L’EDITORIALE – I BUONI (di Davide Cavaliere)
C’è quello lì, quello che si reputa l’Antigone del XXI secolo, il bromidrico Lorenzo Tosa, che ha scritto un post innaffiato di lacrime sul bambino recuperato in mare in quel di Ceuta. Nulla di nuovo, ma non sono le sue parole grondanti di speranza tarocca a sorprenderci, bensì il modo in cui sono state commentate.
Gli appunti e le postille comparsi sotto al suddetto post sono una colata lavica di umanitarismo becero; un vero e proprio delirio sentimentale. Gli angelici seguaci del più progressista dei giornalisti si sono scatenati in un sabba di buoni sentimenti, talmente iperbolici da rivelare la loro inautenticità.
L’indignazione speranzosa, le emozioni colorate dei discepoli di Tosa sono, totalmente, artificiali. Indotte come salivazione nei cani di Pavlov. La torma benevola che si coagula sulla sua pagina prova stizza e bontà solo di fronte a talune vittime ed eventi.
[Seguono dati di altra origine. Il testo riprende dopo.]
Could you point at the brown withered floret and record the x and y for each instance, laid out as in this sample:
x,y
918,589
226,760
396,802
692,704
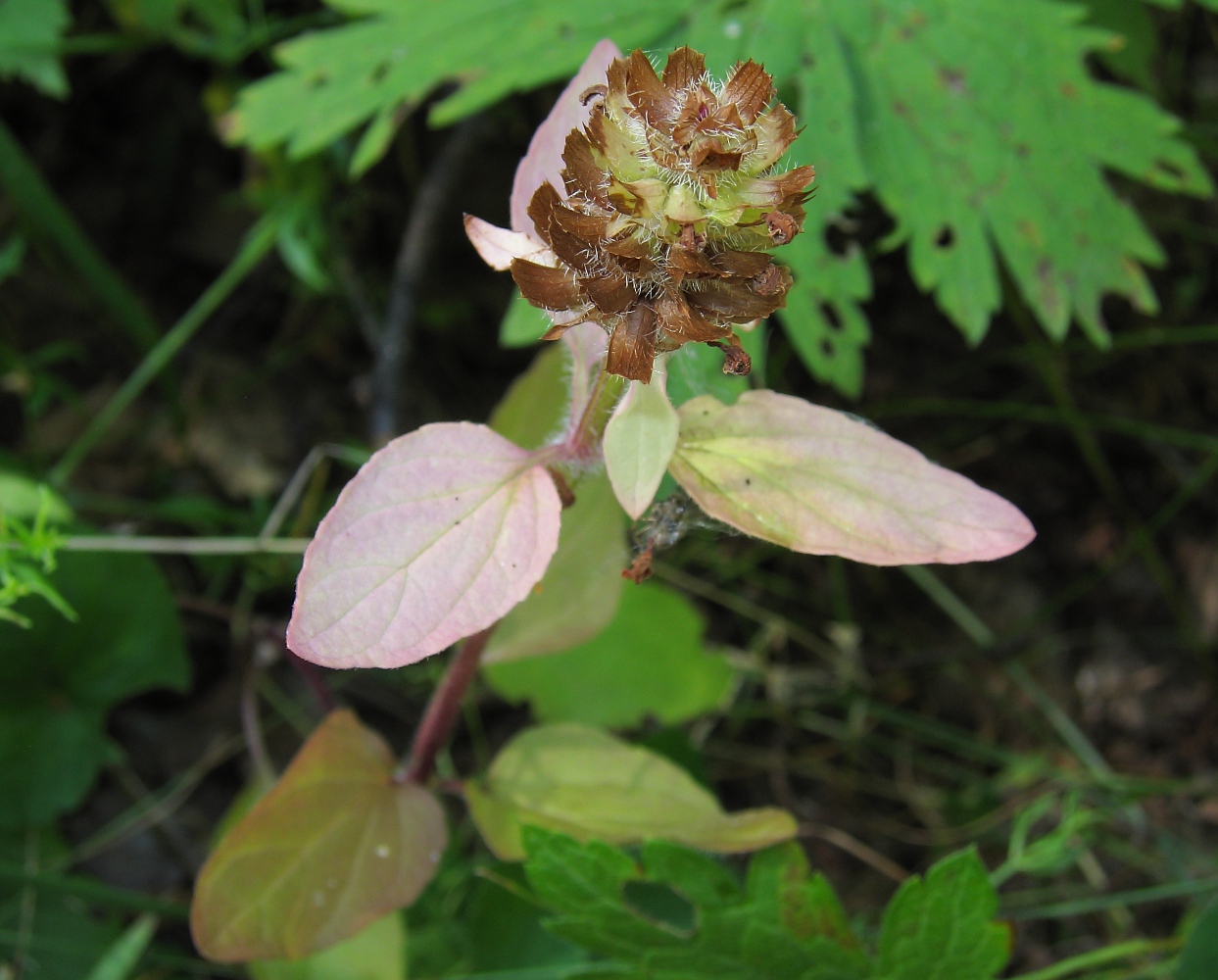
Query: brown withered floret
x,y
670,201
Se qualcuno suona il campanello dell’immigrazione, i militanti della solidarietà coatta cominciano a schiumare filantropia. Al contrario, nessuna tragedia riguardante italiani, uomini bianchi o cristiani, smuoverà mai il loro cuore singhiozzante.
I commenti al post in questione sono un sintomo della malattia dell’uomo bianco, un morbo chiamato “senso di colpa” verso ogni non occidentale.
Il “tosiano” medio si nutre di notizie gonfie di emotività, l’apice della sua esistenza consiste nel poter sfogare la sua umanità in rete, compulsarla su Facebook a sostegno di vittime mediatiche.
La vicinanza ai sofferenti, in loro, è pura ideologia, terzomondismo impregnato di buoni sentimenti. L’umanitarismo degli “umani” non ha nulla di spontaneo. Per questo, come in quel simpatico film di Woody Allen, Basta che funzioni, citando il suo protagonista, Boris, questa gente dovrebbe fare un paio di mesi in un campo di sterminio. No, non per morire, ma per vedere con i propri occhi la realtà dell’umanità di cui tanto sproloquiano.